From here, everything works exactly as it did with local files.


2. Creating a Standalone Spark Cluster

When creating a Spark session in a notebook with master("local[*]"), the cluster lives only as long as the notebook kernel. For persistent clusters, use Spark Standalone Mode.

Starting the Master

1
2
# From your Spark install directory
./sbin/start-master.sh

The Spark dashboard is now available at localhost:8080. Copy the Spark master URL from the dashboard (format: spark://<hostname>:7077).

Starting a Worker

1
./sbin/start-worker.sh spark://<hostname>:7077

The worker will appear in the dashboard. Connect your code to the cluster:

1
2
3
4
spark = SparkSession.builder \
    .master("spark://<hostname>:7077") \
    .appName('test') \
    .getOrCreate()

Note: Port 8080 is for the web UI. Port 7077 is the Spark protocol port for job submission.

Shutting Down

1
2
./sbin/stop-worker.sh
./sbin/stop-master.sh

3. Parametrizing Scripts

Hard-coded paths and dates make scripts inflexible. Use argparse to accept parameters:

 1
 2
 3
 4
 5
 6
 7
 8
 9
10
11
12
13
14
15
16
17
import argparse
from pyspark.sql import SparkSession

parser = argparse.ArgumentParser()
parser.add_argument('--input_green', required=True)
parser.add_argument('--input_yellow', required=True)
parser.add_argument('--output', required=True)
args = parser.parse_args()

spark = SparkSession.builder \
    .appName('test') \
    .getOrCreate()

df_green = spark.read.parquet(args.input_green)
df_yellow = spark.read.parquet(args.input_yellow)
# ... transformations ...
df_result.write.parquet(args.output, mode='overwrite')

Run it:

1
2
3
4
python my_script.py \
    --input_green=data/pq/green/2020/*/ \
    --input_yellow=data/pq/yellow/2020/*/ \
    --output=data/report-2020

4. Submitting Jobs with spark-submit

Instead of specifying the master URL inside your script, use spark-submit to configure cluster settings externally:

1
2
3
4
5
6
spark-submit \
    --master="spark://<hostname>:7077" \
    my_script.py \
        --input_green=data/pq/green/2020/*/ \
        --input_yellow=data/pq/yellow/2020/*/ \
        --output=data/report-2020

This separates infrastructure config (which cluster, how many resources) from application logic (what data to process). Your script stays clean:

1
2
3
spark = SparkSession.builder \
    .appName('test') \
    .getOrCreate()

5. Running on Google Cloud Dataproc

Dataproc is Google’s managed Spark service. It handles cluster provisioning, scaling, and teardown — so you don’t have to.

Creating a Cluster

  1. Go to Dataproc in the GCP Console and enable the API.
  2. Click Create Cluster:
    • Choose a name and region (same region as your GCS bucket).
    • Select Standard for production or Single Node for experimentation.
  3. Click Create. The cluster will be ready in a few seconds.
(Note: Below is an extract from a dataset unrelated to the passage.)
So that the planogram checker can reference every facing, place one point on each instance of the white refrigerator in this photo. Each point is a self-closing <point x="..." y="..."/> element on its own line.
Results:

Submitting a Job via the Web UI

  1. Go to your cluster’s Job tab → Submit Job.
  2. Set Job type to PySpark.
  3. Set Main Python file to the GCS path of your script (e.g., gs://<bucket>/scripts/my_script.py).
  4. Add Arguments (e.g., --input_green=gs://..., --output=gs://...).
  5. Click Submit.

Important: Your script must not set master(). Dataproc manages the connection automatically.

Submitting a Job via gcloud CLI

First, grant your service account the Dataproc Administrator role in IAM. Then:

1
2
3
4
5
6
7
8
gcloud dataproc jobs submit pyspark \
    --cluster=<your-cluster-name> \
    --region=<your-region> \
    gs://<bucket>/scripts/my_script.py \
    -- \
        --input_green=gs://<bucket>/pq/green/2020/*/ \
        --input_yellow=gs://<bucket>/pq/yellow/2020/*/ \
        --output=gs://<bucket>/report-2020
Method Best For
Web UI Quick ad-hoc testing and debugging.
gcloud CLI Automation, CI/CD pipelines, and orchestration tools.

Summary: The Full Journey

Over these five posts, we’ve covered the complete batch processing workflow:

  1. Fundamentals — batch vs streaming, job types, orchestration.
  2. PySpark Basics — sessions, DataFrames, partitions, transformations.
  3. Spark SQL — combining datasets, temporary tables, SQL queries.
  4. Spark Internals — clusters, shuffles, joins, RDDs.
  5. Cloud Deployment — GCS, standalone clusters, Dataproc.

From here, you have the foundation to build production-grade Spark pipelines — whether running locally for development or on managed cloud infrastructure for production workloads.